When it comes to politics, I tend to bite my tongue to stay inside my comfort zone but there is one topic that challenges my ability to stay quiet. The Bible speaks of our final judgement, when every word, every action, every thought and motive is reviewed and I have thought A LOT about this moment over the last 2 years. As a side note, I’ve been reading Driven by Eternity by John Bevere and it’s caused me to take a hard look at my motives, what’s in my heart that truly drives every decision I make, every word out of my mouth. My motive right now, is one of a servant of God. I am clear on the 10 commandments, I understand them and try to follow them every day. Jesus told his disciples the greatest commandment is love. My child brought me more love in 11 years than I could have ever asked for. If someone wanted to drop off a baby at my doorstep, I would care for him or her with an abundance of love. States are making the decision to allow a woman to abort a baby right up until minutes before its birth. I’m doing research. I am honestly trying to understand why a woman would do this so late into the pregnancy if at all.
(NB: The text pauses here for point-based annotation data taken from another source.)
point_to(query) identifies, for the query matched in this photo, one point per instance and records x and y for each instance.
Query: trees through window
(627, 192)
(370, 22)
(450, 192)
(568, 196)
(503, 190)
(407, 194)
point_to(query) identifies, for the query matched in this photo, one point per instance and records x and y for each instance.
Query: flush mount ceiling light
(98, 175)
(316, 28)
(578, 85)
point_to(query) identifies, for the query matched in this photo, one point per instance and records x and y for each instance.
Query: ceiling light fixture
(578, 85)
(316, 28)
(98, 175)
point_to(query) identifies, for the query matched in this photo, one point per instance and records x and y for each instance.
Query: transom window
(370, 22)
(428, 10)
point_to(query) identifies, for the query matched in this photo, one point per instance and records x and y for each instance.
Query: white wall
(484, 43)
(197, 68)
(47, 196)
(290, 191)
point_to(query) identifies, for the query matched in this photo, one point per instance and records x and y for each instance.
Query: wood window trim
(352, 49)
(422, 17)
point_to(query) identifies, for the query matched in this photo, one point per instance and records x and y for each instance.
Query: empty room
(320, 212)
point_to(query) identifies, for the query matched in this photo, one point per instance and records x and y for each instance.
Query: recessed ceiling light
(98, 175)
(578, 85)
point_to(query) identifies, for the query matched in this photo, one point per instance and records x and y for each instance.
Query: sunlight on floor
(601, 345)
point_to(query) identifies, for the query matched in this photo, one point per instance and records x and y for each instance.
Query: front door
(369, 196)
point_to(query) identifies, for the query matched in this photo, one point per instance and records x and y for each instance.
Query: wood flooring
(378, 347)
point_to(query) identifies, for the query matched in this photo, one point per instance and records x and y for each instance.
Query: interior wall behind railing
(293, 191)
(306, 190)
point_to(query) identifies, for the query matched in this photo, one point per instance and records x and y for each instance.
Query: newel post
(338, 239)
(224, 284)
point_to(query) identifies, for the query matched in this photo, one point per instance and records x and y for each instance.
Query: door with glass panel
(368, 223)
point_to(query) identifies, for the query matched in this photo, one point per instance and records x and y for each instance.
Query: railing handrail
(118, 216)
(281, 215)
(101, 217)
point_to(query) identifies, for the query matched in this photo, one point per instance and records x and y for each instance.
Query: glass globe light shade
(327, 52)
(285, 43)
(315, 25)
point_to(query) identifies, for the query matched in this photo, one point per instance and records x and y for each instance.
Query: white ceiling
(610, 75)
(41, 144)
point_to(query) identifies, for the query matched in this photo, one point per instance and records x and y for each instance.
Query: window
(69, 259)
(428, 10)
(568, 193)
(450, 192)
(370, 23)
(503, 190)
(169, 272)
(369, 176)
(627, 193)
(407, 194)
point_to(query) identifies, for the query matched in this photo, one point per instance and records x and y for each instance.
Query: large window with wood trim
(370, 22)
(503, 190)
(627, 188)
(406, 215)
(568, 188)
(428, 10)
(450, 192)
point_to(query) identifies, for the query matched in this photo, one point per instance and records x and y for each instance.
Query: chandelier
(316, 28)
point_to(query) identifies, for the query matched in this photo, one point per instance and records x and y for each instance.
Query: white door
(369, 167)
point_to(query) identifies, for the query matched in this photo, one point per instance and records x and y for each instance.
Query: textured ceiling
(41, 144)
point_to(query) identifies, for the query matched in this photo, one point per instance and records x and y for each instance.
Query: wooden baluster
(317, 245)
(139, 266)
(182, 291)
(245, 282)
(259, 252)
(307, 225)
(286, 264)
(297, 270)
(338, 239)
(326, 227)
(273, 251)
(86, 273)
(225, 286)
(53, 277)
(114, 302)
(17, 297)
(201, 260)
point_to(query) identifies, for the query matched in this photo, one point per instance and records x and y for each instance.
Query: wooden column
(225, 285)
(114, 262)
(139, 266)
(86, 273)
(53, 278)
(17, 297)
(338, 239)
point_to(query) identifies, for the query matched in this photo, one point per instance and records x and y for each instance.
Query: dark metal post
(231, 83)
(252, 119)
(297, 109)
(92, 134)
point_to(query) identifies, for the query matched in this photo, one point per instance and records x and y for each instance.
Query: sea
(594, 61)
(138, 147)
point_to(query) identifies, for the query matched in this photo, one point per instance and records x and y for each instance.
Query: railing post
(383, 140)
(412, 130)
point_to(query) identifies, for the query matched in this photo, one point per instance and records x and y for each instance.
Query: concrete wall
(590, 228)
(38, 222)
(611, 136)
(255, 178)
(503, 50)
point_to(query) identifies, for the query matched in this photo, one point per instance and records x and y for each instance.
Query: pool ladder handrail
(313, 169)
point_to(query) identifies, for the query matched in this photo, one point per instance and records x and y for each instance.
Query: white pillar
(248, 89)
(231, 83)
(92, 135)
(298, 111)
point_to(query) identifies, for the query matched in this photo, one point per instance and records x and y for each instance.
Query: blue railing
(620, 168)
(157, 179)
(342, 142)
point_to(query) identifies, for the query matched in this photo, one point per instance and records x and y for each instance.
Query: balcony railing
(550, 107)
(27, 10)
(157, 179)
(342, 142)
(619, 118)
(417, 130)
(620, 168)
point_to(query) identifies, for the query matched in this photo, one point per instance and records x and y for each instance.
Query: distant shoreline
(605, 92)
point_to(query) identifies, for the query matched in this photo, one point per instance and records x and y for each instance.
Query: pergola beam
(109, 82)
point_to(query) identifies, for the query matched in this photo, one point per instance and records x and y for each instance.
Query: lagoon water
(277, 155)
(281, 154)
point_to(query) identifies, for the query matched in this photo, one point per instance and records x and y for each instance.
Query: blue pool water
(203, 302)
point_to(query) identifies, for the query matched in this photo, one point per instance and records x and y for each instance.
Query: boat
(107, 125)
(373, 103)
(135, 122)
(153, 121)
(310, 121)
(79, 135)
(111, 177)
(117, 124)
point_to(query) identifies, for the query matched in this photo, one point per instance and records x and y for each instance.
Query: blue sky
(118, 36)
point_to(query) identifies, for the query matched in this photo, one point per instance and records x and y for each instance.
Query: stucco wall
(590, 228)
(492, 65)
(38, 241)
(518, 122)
I know some of the reasons women consider abortion. . .too young to have a child, not enough money to raise a child, you don’t want your body to change, you don’t want your parents to know, you were raped and can’t re-live the pain, the baby has a genetic defect, the baby would be born addicted to drugs, you have a medical condition that would not allow you to carry a child to term. I’ve heard and read many of them. I still don’t understand. When I look at my beautiful boys and have now lost one of them, I don’t understand. There are so many women who can’t get pregnant who would love a child. I know there are many children in foster care. I hate to think there are more babies/children than there are willing adults capable of caring for them. I’m one of those parents who is too afraid to foster a child for fear of loving and then losing them. I can’t go through that pain again, but I still don’t understand the choice to abort a baby. 1,000,000 abortions a year. I am sick to my stomach. God has given us this precious gift and yes, it takes you outside your comfort zone, way outside. As a servant of God, I’m stepping outside my comfort zone and taking a stand on something that is more than just a political issue, this is a moral issue.  I am pro-life and I pray that ALL unborn children are given the same chance at life that our parents gave us.

Heavenly Father,

Help us to be strong when we are weak. Guide our decisions, through the intercession of your Holy Spirit, to do and say things out of love, not fear. Stand by our side when we are too overwhelmed to know what to do and help us to seek your word for comfort and direction when we feel lost and are left standing outside of our comfort zone. May we always be reminded it is YOUR plan, not ours. Your plans are FOR us even when we don’t understand why. When you take us through trials and hardships that feel like we are walking through fire, protect us.